- Artist
- Marie-Louise Von Motesiczky 1906–1996
- Medium
- Oil paint on canvas
- Dimensions
- Support: 825 × 540 mm
- Collection
- Tate
- Acquisition
- Presented by the Marie-Louise von Motesiczky Charitable Trust 2017
- Reference
- T14867
Summary
Portrait of a Russian Student 1927 depicts a young man with blonde hair seated in an interior setting. He is dressed formally in a grey suit and white shirt, the sober tones of which contrast with the green and pink patterned wallpaper behind him and the pink curtain at the right edge of the composition. His face has an intense, serious expression accentuated by his thin angular features and staring eyes, but most expressive of emotion are his hands. These are held in mid-air, perhaps in the act of gesticulating nervously, accentuating the impression of tension and anxiety. The identity of the sitter is unknown, but Motesiczky’s brother Karl was in contact with Russian scholars at the time that the portrait was painted, and she most likely met him through her brother. The work was probably painted in Paris while Motesiczky was studying at the Académie de la Grande Chaumière in Montparnasse. The simplified, angular forms and sparse setting, as well as the sober realist treatment of the figure, show Motesiczky adopting the formal approach of the Neue Sachlichkeit movement, with whom Max Beckmann (1884–1950), her mentor, exhibited in 1925. Like many of her early works, the background is divided into two sections, representing two walls of a room, the corner located behind the sitter’s head. The wall behind the sitter’s right shoulder is lit by light from the window on the right, while the other wall is in shadow. The muted colours are punctuated by flashes of pink in the wallpaper, curtain and sitter’s lips.

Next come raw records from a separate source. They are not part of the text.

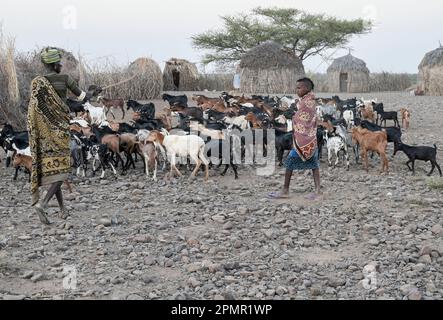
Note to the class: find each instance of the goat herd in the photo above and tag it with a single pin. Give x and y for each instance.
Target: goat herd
(207, 133)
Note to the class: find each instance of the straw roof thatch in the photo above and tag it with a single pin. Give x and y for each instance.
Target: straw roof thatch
(357, 73)
(269, 68)
(270, 55)
(181, 72)
(348, 63)
(433, 58)
(431, 72)
(148, 81)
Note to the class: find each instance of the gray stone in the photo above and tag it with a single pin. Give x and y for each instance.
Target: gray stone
(37, 277)
(437, 230)
(105, 222)
(14, 297)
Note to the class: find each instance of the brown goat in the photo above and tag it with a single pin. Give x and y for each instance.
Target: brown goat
(251, 117)
(367, 113)
(24, 161)
(405, 117)
(371, 141)
(112, 103)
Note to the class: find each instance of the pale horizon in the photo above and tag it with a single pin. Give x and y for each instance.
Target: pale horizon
(125, 31)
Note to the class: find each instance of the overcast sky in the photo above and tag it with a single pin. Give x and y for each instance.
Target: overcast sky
(127, 29)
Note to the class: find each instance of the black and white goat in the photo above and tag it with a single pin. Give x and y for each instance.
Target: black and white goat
(335, 144)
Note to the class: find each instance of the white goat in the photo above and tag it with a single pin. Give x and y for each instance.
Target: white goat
(334, 145)
(348, 116)
(240, 121)
(96, 114)
(183, 146)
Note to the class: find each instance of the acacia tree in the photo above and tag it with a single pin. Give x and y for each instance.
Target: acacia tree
(301, 33)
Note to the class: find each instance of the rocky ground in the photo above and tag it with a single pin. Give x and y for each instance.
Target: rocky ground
(371, 236)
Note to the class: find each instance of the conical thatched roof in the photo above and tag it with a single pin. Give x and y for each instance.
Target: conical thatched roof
(270, 55)
(348, 63)
(189, 75)
(432, 58)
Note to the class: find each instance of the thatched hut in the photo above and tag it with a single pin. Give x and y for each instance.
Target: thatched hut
(180, 75)
(431, 72)
(348, 74)
(148, 81)
(269, 68)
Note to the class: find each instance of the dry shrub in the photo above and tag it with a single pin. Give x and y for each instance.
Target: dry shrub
(142, 80)
(216, 82)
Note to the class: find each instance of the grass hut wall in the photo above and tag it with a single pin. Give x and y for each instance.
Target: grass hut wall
(27, 67)
(180, 75)
(431, 72)
(348, 74)
(148, 81)
(269, 69)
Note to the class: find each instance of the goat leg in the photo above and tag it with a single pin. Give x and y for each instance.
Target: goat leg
(234, 167)
(432, 170)
(226, 170)
(407, 163)
(438, 167)
(16, 173)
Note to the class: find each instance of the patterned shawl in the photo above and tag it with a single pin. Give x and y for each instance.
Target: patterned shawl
(305, 127)
(48, 126)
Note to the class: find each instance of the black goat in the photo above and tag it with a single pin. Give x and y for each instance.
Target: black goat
(391, 115)
(75, 106)
(226, 151)
(146, 109)
(176, 100)
(394, 133)
(282, 143)
(419, 153)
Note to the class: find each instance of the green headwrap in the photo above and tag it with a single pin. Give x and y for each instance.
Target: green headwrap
(51, 55)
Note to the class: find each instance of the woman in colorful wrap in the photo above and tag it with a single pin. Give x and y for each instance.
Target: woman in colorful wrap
(304, 156)
(49, 137)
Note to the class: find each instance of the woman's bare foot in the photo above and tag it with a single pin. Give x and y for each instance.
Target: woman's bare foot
(278, 195)
(64, 214)
(42, 215)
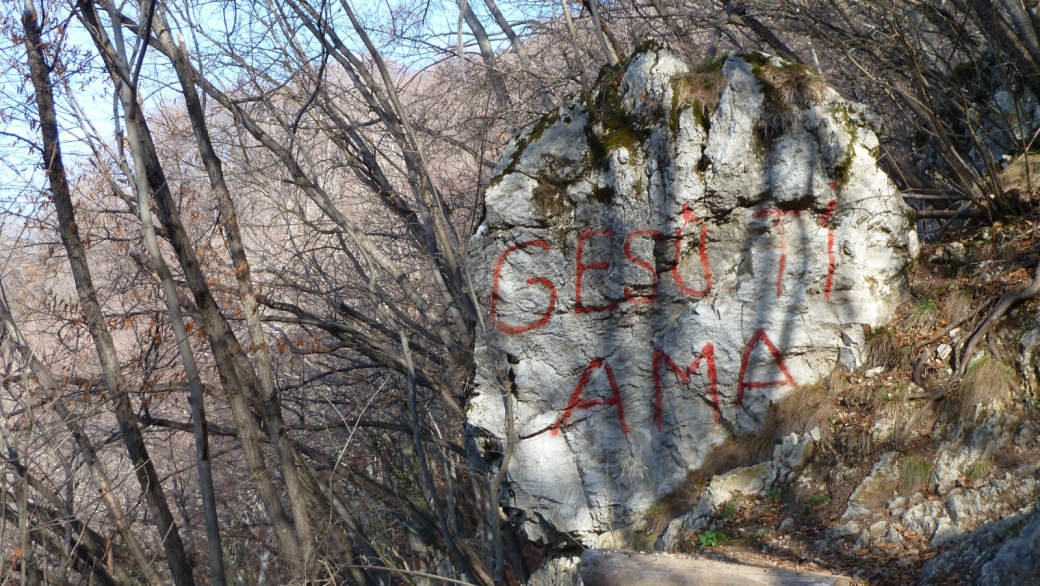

The work was painted in the same year that Beckmann, having admired an earlier portrait by Motesiczky, Workman, Paris 1926, invited her to attend his master-class at the Städelschule in Frankfurt-am-Main, where she studied between 1927 and 1928. Beckmann was a family friend, whose studio Motesiczky had visited in 1924, and his work would exert a profound influence on his future student’s art. Her paintings of the 1920s, such as Portrait of a Russian Student, adopted his angular forms and harsh realism. From the 1930s this developed into a looser expressionist approach to her painting which can be seen in later works such as Old Woman, Amersham 1942 (Tate T14870). Portraiture would remain an important aspect of Motesiczky’s practice throughout her career.
Further reading
Ines Schlenker, Marie-Louise von Motesiczky, 1906–1996: A Catalogue Raisonné of the Paintings, London 2009, p.99 no.16.